The Early Eocene saw the beginning of what was to be the Aleutian Volcanic Arc west of the Alaskan Peninsula. 56 million years ago, the Pacific Plate collided with- and began its subduction under the North American Plate. As the Pacific Plate was subducted, parts of it melted due to the high pressure and temperature conditions. These molten magmas rose toward the surface. Eventually, volcanoes formed as eruptions of lava occur at the side of the North American Plate. Following millions of years of volcanism in the area, the Aleutian Arc was born.

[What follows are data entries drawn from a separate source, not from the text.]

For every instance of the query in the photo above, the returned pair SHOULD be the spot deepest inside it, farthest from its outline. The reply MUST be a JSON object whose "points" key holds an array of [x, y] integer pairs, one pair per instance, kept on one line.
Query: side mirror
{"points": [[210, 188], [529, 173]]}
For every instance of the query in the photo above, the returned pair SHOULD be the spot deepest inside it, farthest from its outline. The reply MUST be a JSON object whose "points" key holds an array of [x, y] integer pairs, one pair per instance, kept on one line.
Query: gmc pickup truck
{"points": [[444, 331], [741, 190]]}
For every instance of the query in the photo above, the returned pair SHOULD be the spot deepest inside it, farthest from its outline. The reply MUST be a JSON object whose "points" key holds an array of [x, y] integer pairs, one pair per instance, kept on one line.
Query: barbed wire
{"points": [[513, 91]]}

Fast forward to 2014, a group of earth scientists led by USGS'John A. Power started a multi-disciplinary study on the lesser studied Central Aleutian Arc. More specifically, they studied the Islands of Four Mountains (IFM) which is actually a group of 6 stratovolcanoes. They are the type of volcano that people usually associate with the word; almost a perfect cone shape, rising high, and usually undergoes explosive eruptions. At the center of it all is the Cleveland Volcano. It is arguably the most active volcano in North America for the past 2 decades. Surrounding Cleveland Volcano are the Herbert, Tana, Uliaga, Carlisle, and Kagamil volcanoes.
Power's team was able to gather evidences that led to their hypothesis of a larger sunken caldera volcano under the IFM, with the above sea-level peaks being the rim. On the virtual American Geophysics Union conference held on December 2020, the team presented on their findings which can be accessed here. Welded ignimbrites were found on Tana and Carlisle. These consolidated pyroclastic materials are consistent with local-caldera forming eruptions.
Looking at the bathymetry of the area, the circular distribution of the 6 volcanoes relative to the whole volcanic arc suggests that a larger structure may be hidden underwater. Geophysical surveys on the area support this as results show a ring-shaped anomaly connecting these volcanoes.

The very active nature of Cleveland Volcano also supports the caldera hypothesis. Oftentimes, volcanoes as active as the Cleveland Volcano are found at the center or at the rim of active calderas. From a geochemical perspective, the high and sustained emission of SO2 from Cleveland, and the composition of volcanic gases from the IFM volcanoes, also suggest a connection to a larger magma source.
The formation of large calderas are also expected in this portion of the Aleutian Arc. High rates of subduction favor caldera formation according to multiple studies conducted on calderas worldwide. There are at least a dozen calderas in the central portions of the Aleutian Arc, with sizes of 5 km to some >10 km.
However, Power reiterated in their AGU presentation that their findings does not confirm the presence or size of any caldera beneath IFM. More studies should be made and samples should be gathered in order to confirm their hypothesis. Nevertheless, they stated both on paper and on presentation that there are no immediate threats of a caldera eruption in the area.

Studying caldera forming eruptions are important because they can be large enough to impact the world's climate. This alone could affect agricultures, start pandemics, and even cause political instabilities. Another great and interesting read is on the Okmok Caldera still in the Aleutian Arc. A study by McConnell et al. (2020), explores on the effects of the massive eruption of Okmok in 43 BCE which caused extreme climate changes. These might have contributed to (if not caused) the downfall of the Roman Republic and Ptolemaic Kingdom, leading to the rise of the Roman Empire.